Since you're making a complete new top, how about the idea of adding a layer of 1/8" tempered hardboard - make it in two pieces; the piece up to the ends of the sled dadoes permanently attached and the piece on top of the t-track removable for when you're using the clamps. I have the same outfeed table on my Unisaw, been on there so long that I don't remember if the attachment point is adjustable - although with the size of top that you're planning, it may be as well to have separate legs under the top so that the extra thickness isn't a problem.

Tom


----------



## 64 ford (Apr 21, 2013)

I envy you guys who are able to catch on to. New things and make them work. Maybe I don't have the ambition, want or need but I have a problem wrapping my mind around new technology (my VCR still flashed 12:00 when I quit using it). On the other hand, as a job supt. I was able to build schools,banks etc. from very detailed plans and spec books.
I had trouble in industrial arts getting my thoughts on paper. Now days I just make a chicken scratch drawing on paper and I visualize everything that I need to do. Very old school but it works for me. Again, I envy you guys!
Dennis


----------



## Ray Newman (Mar 9, 2009)

MT. Stringer: thanks for the pictures of your robust and well thought out mobile cart. Your design provided me with some ideas. 

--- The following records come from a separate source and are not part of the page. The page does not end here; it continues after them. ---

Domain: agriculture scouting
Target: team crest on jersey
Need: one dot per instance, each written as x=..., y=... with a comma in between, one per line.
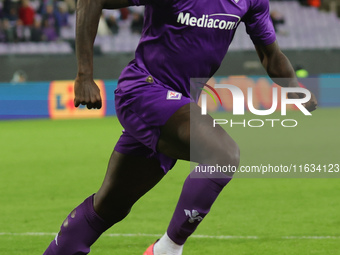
x=172, y=95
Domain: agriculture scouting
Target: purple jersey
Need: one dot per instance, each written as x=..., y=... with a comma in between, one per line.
x=184, y=39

64Ford: I know what you mean. I am at the point where I am more often than not happy to let time and technology pass me by.


----------



## PeterA1947 (Jun 16, 2014)

*Routermaster use*

G'day, my name is Peter, I have a Routermaster (radial arm with router attached), I do not use it a lot but would appreciate any advice.
I certainly would appreciate advice on how to make kangaroos that hop down a sloping surface.


----------



## RMIGHTY1 (Nov 5, 2014)

Hi Peter, welcome to the forum.

I do not have a radial saw but someone may be along to help you shortly. You have a better chance of attracting help if you start your own thread. 

See link below:

Beginners Guide to RouterForums.com

Good to see you here Peter!


----------



## jw2170 (Jan 24, 2008)

PeterA1947 said:


> G'day, my name is Peter, I have a Routermaster (radial arm with router attached), I do not use it a lot but would appreciate any advice.
> I certainly would appreciate advice on how to make kangaroos that hop down a sloping surface.

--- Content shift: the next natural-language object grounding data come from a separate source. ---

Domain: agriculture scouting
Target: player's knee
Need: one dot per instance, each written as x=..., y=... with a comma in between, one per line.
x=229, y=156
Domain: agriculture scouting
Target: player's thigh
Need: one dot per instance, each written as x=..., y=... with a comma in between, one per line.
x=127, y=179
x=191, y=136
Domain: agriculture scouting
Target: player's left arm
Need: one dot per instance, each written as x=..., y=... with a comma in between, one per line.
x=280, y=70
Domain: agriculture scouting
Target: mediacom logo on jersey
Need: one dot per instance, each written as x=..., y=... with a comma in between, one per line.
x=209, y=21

Hi Peter, welcome to the forum.


----------



## old55 (Aug 11, 2013)

Welcome to the forum Peter.


----------



## tattiebogal (Aug 28, 2013)

Hi fellow wood beasty, as I read your post I wonder if your familiar with the follow me tool available on SU? This allow you to draw the profile of a dado on the edge of your object then push it all the way through on the length surface, drawing the housing both with sides and a bottom! ...hope this helps☺


----------